Last month, all three candidates appeared at a forum in Missoula, and Lamb said Zinke personally asked him at the event — twice — to step down from the race. Lamb also said Zinke, who previously served in the U.S. House, wanted Lamb’s endorsement, which Lamb said he found “comical.”
Johnson said a request that a candidate step down can be seen as a bullying attempt.
He said he would love to win and represent Montana as a congressman, but he has an uphill battle as a Libertarian without the big money his opponents have. And he said the decision is up to voters.
“I think she would do a great job if she was elected,” Lamb said of Tranel. “So I’m not worried if she wins.”
However, Lamb admitted he didn’t have the same peace of mind about a possible — analysts say very probable — win by Zinke.
“I believe that he has a record of some things that he needs to address before he goes back into public office,” Lamb said.
In recent years, the Inspector General’s Office of the U.S. Department of the Interior has investigated Zinke for numerous allegations of unethical dealings. Most recently, the IG’s Office found last month that Zinke didn’t tell the truth about his interactions with corporate casino representatives regarding his decision as Secretary in a tribal casino deal.
Zinke, who served as U.S. Secretary of the Interior from March 2017 to January 2019, has maintained the investigations were politically motivated.

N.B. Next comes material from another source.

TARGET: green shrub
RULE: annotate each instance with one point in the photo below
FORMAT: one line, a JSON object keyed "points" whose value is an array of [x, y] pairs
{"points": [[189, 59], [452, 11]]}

The most recent investigation report was released under DOI Inspector General Mark Greenblatt, appointed by Republican Trump in January 2019 and confirmed the following August. A February 2022 report that found Zinke was not honest about a Whitefish development also was released under Greenblatt.
Three earlier reports from 2018 and 2019 were published under leadership that was led by a senior member of the civil service, but not appointed by Trump.
Editor’s note: This story has been updated with comments from the Zinke campaign and additional response from Lamb.